Мария растерянно стянула со лба сырую ткань и сжала её в кулаке, чувствуя, как кровь гонит беспамятство к корням волос. Женщина ждала, скорченная, каряя, насмешливая, и видно было, что она сутулится не от природного сдавление позвоночника, но только изображая старческие опущенные плечи.
– Что такое… старая верёвка?
Женщина наклонила голову, и в глазах у неё промелькнуло что-то большое, белое и опасное, как сом в тёмной воде.
– Старая верёвка – это так.
И женщина прыгнула на неё со дна своего небольшого роста. Это оказалось так же страшно, как если бы пасечник со средневековой гравюры выскочил бы из своих льняных одежд и разогнул петли гибкого ивового тела, плетёного и бесполого, как его плоская маска. Это была не женщина. Под женским платьем, словно пружина в шкатулке, оказался архитектор Захария ибн Фадлан, похороненный под именем Фархад. Захария прижал её к земле, намотал на кулак острые, как леска, волосы, которые не высекли из его шестипалых рук ни единой капли крови, и после небольшой возни оказалось, что Мария стоит на четвереньках, а небольшой Захария сидит у неё на спине и тискает коленями её бока. Привычная комната исчезла, и вокруг залегали пласты коленчатой тьмы, высокой, как купол Святой Софии.

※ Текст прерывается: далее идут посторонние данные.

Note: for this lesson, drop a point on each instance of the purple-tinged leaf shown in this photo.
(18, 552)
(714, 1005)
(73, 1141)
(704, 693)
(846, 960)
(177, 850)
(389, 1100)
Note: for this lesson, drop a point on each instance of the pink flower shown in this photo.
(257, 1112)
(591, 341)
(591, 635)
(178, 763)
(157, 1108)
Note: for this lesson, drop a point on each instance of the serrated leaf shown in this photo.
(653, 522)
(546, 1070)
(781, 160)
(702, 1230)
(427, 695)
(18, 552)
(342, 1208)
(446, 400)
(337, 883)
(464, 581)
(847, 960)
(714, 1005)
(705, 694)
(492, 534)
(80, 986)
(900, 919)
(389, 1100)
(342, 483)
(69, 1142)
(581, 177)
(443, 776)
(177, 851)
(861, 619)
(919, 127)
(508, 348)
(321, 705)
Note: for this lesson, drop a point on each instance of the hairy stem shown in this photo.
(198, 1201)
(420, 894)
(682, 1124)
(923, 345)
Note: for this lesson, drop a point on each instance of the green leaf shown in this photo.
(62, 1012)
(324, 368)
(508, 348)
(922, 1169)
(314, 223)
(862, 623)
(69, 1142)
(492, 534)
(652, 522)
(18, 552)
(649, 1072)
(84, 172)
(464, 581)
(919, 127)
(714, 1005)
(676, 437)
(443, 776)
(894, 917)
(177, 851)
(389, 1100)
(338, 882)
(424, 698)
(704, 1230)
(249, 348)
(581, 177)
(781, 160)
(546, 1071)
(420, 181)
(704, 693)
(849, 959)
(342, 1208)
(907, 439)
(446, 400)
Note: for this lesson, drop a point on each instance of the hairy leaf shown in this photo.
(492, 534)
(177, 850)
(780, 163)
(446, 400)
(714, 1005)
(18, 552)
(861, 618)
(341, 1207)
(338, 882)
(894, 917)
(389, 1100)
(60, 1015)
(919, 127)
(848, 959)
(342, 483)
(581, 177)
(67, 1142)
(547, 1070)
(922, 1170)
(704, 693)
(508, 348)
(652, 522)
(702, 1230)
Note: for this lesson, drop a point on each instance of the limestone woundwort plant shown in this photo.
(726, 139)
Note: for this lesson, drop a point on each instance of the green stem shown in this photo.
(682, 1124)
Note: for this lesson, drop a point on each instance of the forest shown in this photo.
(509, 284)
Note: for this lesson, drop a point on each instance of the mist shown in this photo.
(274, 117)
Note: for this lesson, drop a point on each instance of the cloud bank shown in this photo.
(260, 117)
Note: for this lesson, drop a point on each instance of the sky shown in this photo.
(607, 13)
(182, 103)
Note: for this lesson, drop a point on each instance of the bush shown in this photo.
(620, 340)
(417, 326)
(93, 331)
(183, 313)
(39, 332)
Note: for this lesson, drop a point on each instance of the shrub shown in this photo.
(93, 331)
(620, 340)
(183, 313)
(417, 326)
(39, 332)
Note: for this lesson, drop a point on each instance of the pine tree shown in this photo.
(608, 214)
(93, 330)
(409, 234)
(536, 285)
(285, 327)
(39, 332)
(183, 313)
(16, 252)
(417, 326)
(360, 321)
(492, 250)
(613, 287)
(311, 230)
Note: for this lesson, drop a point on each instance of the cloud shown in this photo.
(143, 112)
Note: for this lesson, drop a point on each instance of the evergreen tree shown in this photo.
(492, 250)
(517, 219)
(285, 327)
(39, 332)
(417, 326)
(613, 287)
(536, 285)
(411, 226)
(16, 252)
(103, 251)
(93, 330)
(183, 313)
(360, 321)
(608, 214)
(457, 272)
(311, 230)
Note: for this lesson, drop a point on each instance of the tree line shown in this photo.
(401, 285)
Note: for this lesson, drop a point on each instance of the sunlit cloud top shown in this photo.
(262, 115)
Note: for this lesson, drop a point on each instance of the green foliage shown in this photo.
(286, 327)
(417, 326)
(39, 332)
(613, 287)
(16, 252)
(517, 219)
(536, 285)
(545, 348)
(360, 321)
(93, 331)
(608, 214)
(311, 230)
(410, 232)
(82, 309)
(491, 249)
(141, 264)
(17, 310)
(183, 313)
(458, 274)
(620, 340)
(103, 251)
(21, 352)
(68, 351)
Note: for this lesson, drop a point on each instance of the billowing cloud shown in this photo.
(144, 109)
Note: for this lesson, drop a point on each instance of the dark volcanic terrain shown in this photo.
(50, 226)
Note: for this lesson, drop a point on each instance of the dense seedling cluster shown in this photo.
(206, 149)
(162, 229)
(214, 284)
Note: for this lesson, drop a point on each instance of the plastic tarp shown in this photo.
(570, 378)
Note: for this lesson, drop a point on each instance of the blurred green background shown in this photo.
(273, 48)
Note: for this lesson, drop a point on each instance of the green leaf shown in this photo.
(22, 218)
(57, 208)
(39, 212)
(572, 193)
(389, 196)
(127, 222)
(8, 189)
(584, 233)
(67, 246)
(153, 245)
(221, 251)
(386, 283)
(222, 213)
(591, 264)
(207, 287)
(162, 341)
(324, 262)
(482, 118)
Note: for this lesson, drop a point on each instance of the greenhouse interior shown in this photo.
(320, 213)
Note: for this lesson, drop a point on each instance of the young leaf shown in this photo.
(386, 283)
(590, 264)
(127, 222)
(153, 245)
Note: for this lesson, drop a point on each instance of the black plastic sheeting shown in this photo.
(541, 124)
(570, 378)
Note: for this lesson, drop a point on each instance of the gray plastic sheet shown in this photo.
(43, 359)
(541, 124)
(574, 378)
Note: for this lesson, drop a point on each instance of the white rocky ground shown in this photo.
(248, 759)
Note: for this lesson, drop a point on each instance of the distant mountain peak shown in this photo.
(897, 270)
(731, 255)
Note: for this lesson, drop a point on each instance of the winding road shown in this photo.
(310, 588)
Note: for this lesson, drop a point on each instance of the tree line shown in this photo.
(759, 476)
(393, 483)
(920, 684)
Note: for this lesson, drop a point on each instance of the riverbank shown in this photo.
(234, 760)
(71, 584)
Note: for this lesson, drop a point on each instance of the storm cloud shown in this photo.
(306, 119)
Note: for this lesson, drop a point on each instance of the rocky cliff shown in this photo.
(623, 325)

Но, сказал Захария и дёрнул её за волосы. Эта темнота соответствует высоте сводов мечети Султанахмет! И, склонившись к голове Марии, задевая её ухо выпуклыми зубами, прошептал: а её объём в два раза превышает объём Запретной Мечети.
Слезь с меня, прошипела она. Мне тяжело, мне плохо от твоей туши! Слезай, я должна идти к отцу. Что-то идёт, что-то случится, что-то страшнее чумы. Отпусти меня, чёрт возьми!
Тогда Захария ибн Фадлан так сильно натянул её косу, что волосы заскрипели на его пальцах, запечённых в охристой глазури, и запрокинул её лицо на лопатки, поближе к своим глазам.
Ты собираешься взвалить на плечи весь город, но не можешь выдержать маленькую смерть? Твоя мать мучилась, производя тебя на свет, ради того, чтобы ты испугалась первой же боли? Двигайся, Мария, ползи, волочись как хочешь, но доберись до конца этого непроницаемого святилища – если ты, конечно, и вправду дочь своей матери.